On the other hand, enabling automatic shrinking of database is usually not good. The only time it's ever recommended is on small, single person applications intended for laptops and the like. (Remember that auto-growth and auto-shrink are extremely costly operations. So you want to avoid these operations on an enterprise database application.) In your situation, it sounds like auto-shrink is causing you to run out of space quite frequently. So I strongly encourage you to disable auto-shrink.
Once you've disable this feature, you should experience these problems less frequently. But it's no guarantee that you'll never experience these problems again.
I have a couple rules of thumb I use to improve performance and avoid those costly auto-growth operations. First, create a transaction log file that's large enough to avoid auto-growth. I usually create a log file that's 25% the size of the database, but never less than 100mb on an enterprise application. Second, make sure the transaction log file is on a separate physical drive (or RAID volume) than the database. This greatly improves I/O performance. Finally, if the log should ever fill up, manually clean it out using "BACKUP LOG databasename WITH TRUNCATE_ONLY". Don't use DBCC SHRINKFILE!
For more information, look at the following Microsoft Knowledge Base articles:
MEMBER FEEDBACK TO THIS ASK THE EXPERT Q&A:
At the end of this article, you say not to use DBCC SHRINKFILE. Why?

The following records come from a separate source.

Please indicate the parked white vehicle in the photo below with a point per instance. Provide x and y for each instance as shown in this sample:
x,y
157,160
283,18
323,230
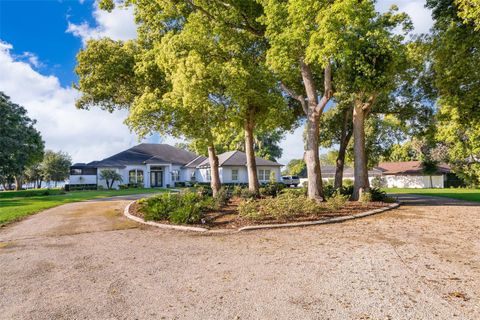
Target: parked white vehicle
x,y
291,181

Would you please explain why not to use DBCC SHRINKFILE?
I have a 3GB database with a 1GB log file. The log file goes up to 2GB everyday. The maintenance plan never shrinks it back to its smaller size unless I do
BACKUP LOG databasename WITH TRUNCATE_ONLY
There's nothing wrong with using DBCC SHRINKFILE everyone once in a blue moon to correct an abnormally growing transaction log file or data file. However, you're walking in worst practices territory if you regularly shrink files.
In a nutshell, file growth or shrinkage are two of the most I/O consumptive activities that can occur on SQL Server. You should design your applications to avoid frequent file growths followed by file shrinkage. If your log file grows to 2GB everyday, then you should either a) set the log file size at a permanent 2GB, or b) set frequent transaction log backups, say every hour, to dump the log data to disk and keep it small. The second option provides the added benefit of allowing much greater backup granularity up to a given hour.